Ackerbohnen (Vicia faba) werden international als Hülsenfrucht mit hohem Nährwert anerkannt, reich an pflanzlichem Eiweiß und bioaktiven Verbindungen.
- Makronährstoffe: Sie stellen eine ausgezeichnete Quelle pflanzlichen Eiweißes dar (etwa 7–8 g / 100 g gekocht) und sind besonders reich an Ballaststoffen (etwa 6–8 g / 100 g), die das Verdauungssystem und das Sättigungsgefühl fördern, während ihr Fettgehalt vernachlässigbar ist.
- Vitamine & Mineralstoffe: Sie sind reich an Folsäure (B9), Eisen, Kalium, Magnesium und Vitaminen des B-Komplexes (z. B. Thiamin).
- Bioaktive Verbindungen: Sie enthalten Antioxidantien (Flavonoide) und L-DOPA (Levodopa), eine Vorstufe von Dopamin, die im Hinblick auf neuroprotektive Vorteile untersucht wird.
Achtung: Der Verzehr von Ackerbohnen ist bei Personen mit G6PD-Mangel (Glukose-6-Phosphat-Dehydrogenase-Mangel) strikt verboten, da er eine schwere hämolytische Anämie auslösen kann, die als Favismus bekannt ist.

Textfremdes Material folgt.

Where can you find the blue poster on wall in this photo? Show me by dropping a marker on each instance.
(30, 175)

Ackerbohnen (Vicia faba) werden international als Hülsenfrucht mit hohem Nährwert anerkannt, reich an pflanzlichem Eiweiß und bioaktiven Verbindungen.
- Makronährstoffe: Sie stellen eine ausgezeichnete Quelle pflanzlichen Eiweißes dar (etwa 7–8 g / 100 g gekocht) und sind besonders reich an Ballaststoffen (etwa 6–8 g / 100 g), die das Verdauungssystem und das Sättigungsgefühl fördern, während ihr Fettgehalt vernachlässigbar ist.

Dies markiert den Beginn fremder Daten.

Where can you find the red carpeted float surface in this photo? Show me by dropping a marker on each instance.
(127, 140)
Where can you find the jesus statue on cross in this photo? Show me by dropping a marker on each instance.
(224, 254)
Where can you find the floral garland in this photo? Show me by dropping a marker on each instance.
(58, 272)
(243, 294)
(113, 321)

- Vitamine & Mineralstoffe: Sie sind reich an Folsäure (B9), Eisen, Kalium, Magnesium und Vitaminen des B-Komplexes (z. B. Thiamin).
- Bioaktive Verbindungen: Sie enthalten Antioxidantien (Flavonoide) und L-DOPA (Levodopa), eine Vorstufe von Dopamin, die im Hinblick auf neuroprotektive Vorteile untersucht wird.
Achtung: Der Verzehr von Ackerbohnen ist bei Personen mit G6PD-Mangel (Glukose-6-Phosphat-Dehydrogenase-Mangel) strikt verboten, da er eine schwere hämolytische Anämie auslösen kann, die als Favismus bekannt ist.